If you don’t have a Starbucks nearby that will save the coffee grounds for you, don’t worry. You can ask your local coffee shops to do the same. Just tell them to keep the coffee grounds for you rather than throw it away.

You can do the same with convenience stores, gas stations, restaurants, and diners that brew a lot of coffee. Ask them to set aside the coffee grounds instead of throwing it in the waste.

If you work at an office, you can collect the coffee grounds from the coffee machines. Or request your colleagues to put their coffee grounds in a bin that you use for collecting the waste.

How to store coffee grounds?

It’s great to get coffee grounds from stores and restaurants but you might end up with an excess.

So how can you store it for your next use?

You can’t just put it in containers and store it. That’s because there’s a lot of moisture in the coffee grounds. This will make it get moldy and smelly. You know this has happened with the smell and the color of the coffee grounds becoming greenish, bluish, or white.

The coffee grounds with mold can be used in the compost pile without any problems but it’s not meant to be stored.

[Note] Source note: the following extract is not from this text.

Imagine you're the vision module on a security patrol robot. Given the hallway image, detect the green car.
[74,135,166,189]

To store the coffee grounds for a long period of time, you’ll need to dry them. You can do this in the sun during summers but that’s not possible in winter. The option there is to dry it in the oven after your cooking is done.

To dry the coffee grounds you can push it through a large sieve so that the grounds separate into a fine powder that looks similar to coffee.

You can then use a large tray and place a few layers of newspaper on it. Then you can lay a couple of inches of the coffee grounds on the newspaper.

Keep them to dry in the sun or oven and you should check on this after a few hours. Mix the coffee grounds with strips of paper and bring the bottom layers to the top so that the air and light reach into the entire layer.

Once the coffee grounds have dried out you’ll notice a change in the texture and color.

You can store the coffee grounds in a dry, air-tight container made of plastic, glass, or metal. Cover the top of the container with paper to drain out any excess moisture.

This method of storing the coffee grounds will ensure they last for a few years without suffering from any mold.

What plants tend to like coffee grounds?

We discussed why it’s not a good idea to directly put coffee grounds into the soil and instead use it as part of compost.

This means coffee grounds are not the best when it comes to using as mulch or fertilizer because they tend to be acidic and lower the pH level of the soil.

However, there are plants that grow in an acidic soil and they would love to have a pH of 5.5 or lower. It could be useful to use coffee grounds to amend the soil that these plants grow in.

Such plants include azaleas, blueberries, hydrangeas, rhododendrons, holly, gardenias, cranberries, roses, radishes, carrots, and citrus fruits.

Conclusion

So don’t throw away those coffee grounds.

It’s not the best to use them as mulch or fertilizer but they do make a great part of your compost.

And it’s free to get the coffee grounds if you know where to find it.

Start looking for it because your garden will be happy.